Which means for our asset as example:- Compared with the benchmark SPY (-33.7 days) in the period of the last 5 years, the maximum reduction from previous high of -22.9 days of SPDR High Yield Bond ETF is higher, thus better.
- Compared with SPY (-33.7 days) in the period of the last 3 years, the maximum DrawDown of -22.9 days is greater, thus better.

'The Drawdown Duration is the length of any peak to peak period, or the time between new equity highs. The Max Drawdown Duration is the worst (the maximum/longest) amount of time an investment has seen between peaks (equity highs) in days.'

Applying this definition to our asset in some examples:- Compared with the benchmark SPY (273 days) in the period of the last 5 years, the maximum days under water of 278 days of SPDR High Yield Bond ETF is larger, thus worse.
- Looking at maximum days below previous high in of 278 days in the period of the last 3 years, we see it is relatively higher, thus worse in comparison to SPY (273 days).

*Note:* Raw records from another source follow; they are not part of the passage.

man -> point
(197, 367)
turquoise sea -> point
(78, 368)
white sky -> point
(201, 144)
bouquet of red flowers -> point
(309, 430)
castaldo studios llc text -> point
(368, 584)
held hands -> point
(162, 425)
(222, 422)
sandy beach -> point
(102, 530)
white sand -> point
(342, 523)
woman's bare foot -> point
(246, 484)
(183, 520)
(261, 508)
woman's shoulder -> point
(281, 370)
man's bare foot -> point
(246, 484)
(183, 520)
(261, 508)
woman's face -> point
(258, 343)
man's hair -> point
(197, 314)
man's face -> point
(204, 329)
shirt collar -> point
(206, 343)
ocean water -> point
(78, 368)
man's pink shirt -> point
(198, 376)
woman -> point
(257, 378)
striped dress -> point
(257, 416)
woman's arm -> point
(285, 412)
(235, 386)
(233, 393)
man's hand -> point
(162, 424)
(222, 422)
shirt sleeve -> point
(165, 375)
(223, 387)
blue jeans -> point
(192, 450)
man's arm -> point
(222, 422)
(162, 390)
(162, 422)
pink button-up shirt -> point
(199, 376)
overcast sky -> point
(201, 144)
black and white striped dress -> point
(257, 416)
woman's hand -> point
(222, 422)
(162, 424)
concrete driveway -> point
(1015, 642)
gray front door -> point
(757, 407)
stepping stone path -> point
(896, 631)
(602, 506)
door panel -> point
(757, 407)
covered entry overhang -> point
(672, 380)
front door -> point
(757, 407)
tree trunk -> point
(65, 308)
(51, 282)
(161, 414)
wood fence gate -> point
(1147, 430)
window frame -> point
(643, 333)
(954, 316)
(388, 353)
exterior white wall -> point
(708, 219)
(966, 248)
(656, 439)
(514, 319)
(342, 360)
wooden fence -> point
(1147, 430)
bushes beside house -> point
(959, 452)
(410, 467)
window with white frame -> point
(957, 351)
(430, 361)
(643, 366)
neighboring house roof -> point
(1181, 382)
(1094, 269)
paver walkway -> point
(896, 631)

'The Average Drawdown Duration is an extension of the Maximum Drawdown. However, this metric does not explain the drawdown in dollars or percentages, rather in days, weeks, or months. The Avg Drawdown Duration is the average amount of time an investment has seen between peaks (equity highs), or in other terms the average of time under water of all drawdowns. So in contrast to the Maximum duration it does not measure only one drawdown event but calculates the average of all.'

Applying this definition to our asset in some examples:- Compared with the benchmark SPY (57 days) in the period of the last 5 years, the average time in days below previous high water mark of 60 days of SPDR High Yield Bond ETF is larger, thus worse.
- Compared with SPY (73 days) in the period of the last 3 years, the average days below previous high of 86 days is greater, thus worse.

Historical returns have been extended using synthetic data.
[Show Details]

- Note that yearly returns do not equal the sum of monthly returns due to compounding.
- Performance results of SPDR High Yield Bond ETF are hypothetical, do not account for slippage, fees or taxes, and are based on backtesting, which has many inherent limitations, some of which are described in our Terms of Use.